Taking their cue from material from the RIBA collections, Mecanoo, Edouard Francois, Jamie Fobert Architects, Mae, vPPR and Studio Weave, tackle the exhibition’s three residential themes. Spanning overcrowding, affordability and cooperative living, they provide insight into the future possibilities of 21st century life.
‘The cottage’ investigates the familiar British icon, which saw a revival during the country’s arts and crafts movement. Now, say the organisers, its acts as the housing choice to satisfy the ‘middle-class fantasy of country idyll’ -– even though it was originally born to provide accommodation to low-wage agricultural workers.
Jamie Fobert Architects, who also worked on the overall exhibition design, reimagines the cottage vernacular inspired by the ‘Fold House’, a 1955 country housing model by Alison and Peter Smithson. The result is a series of bright and open homes nestled within a village. At the same time, Edouard Francois’ vision of the cottage takes the form of a series of homes placed in La Cité de l’Air in Athis-Mons.
‘The flat’ is covered by Studio Weave and Mecanoo. The architects here consider how communal living could present new opportunities within communities and redefine social groupings. Studio Weave designed a sample of co-op marketing material, offering their own vision of how the advertising of these spaces could look like in 2025. The campaign is accompanied by Mecanoo’s presentation of an idealistic cooperative dwelling, heavily influenced by Le Corbusier’s Unité d’Habitation.
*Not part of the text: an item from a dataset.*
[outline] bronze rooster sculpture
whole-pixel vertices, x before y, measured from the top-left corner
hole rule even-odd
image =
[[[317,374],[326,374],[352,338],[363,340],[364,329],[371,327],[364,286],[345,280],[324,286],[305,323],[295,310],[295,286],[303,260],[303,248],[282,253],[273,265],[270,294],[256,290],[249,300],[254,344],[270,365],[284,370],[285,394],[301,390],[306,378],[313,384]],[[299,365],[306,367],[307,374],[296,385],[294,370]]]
The final theme, ’The Terrace’, examines the typical row house, which provides accommodation to one-third of the British population. The terrace house is reimagined by vPPR, who propose more shared social spaces by the revisiting of the party wall (the wall, which separates neighbouring buildings). Mae offers their own answer to the same theme via MyTerrace, a terrace house program template inspired by The Building Act of 1774, where residents can select a design based on the size of plot they own. This allows for people to envision a home that fits their individual lifestyle and budget.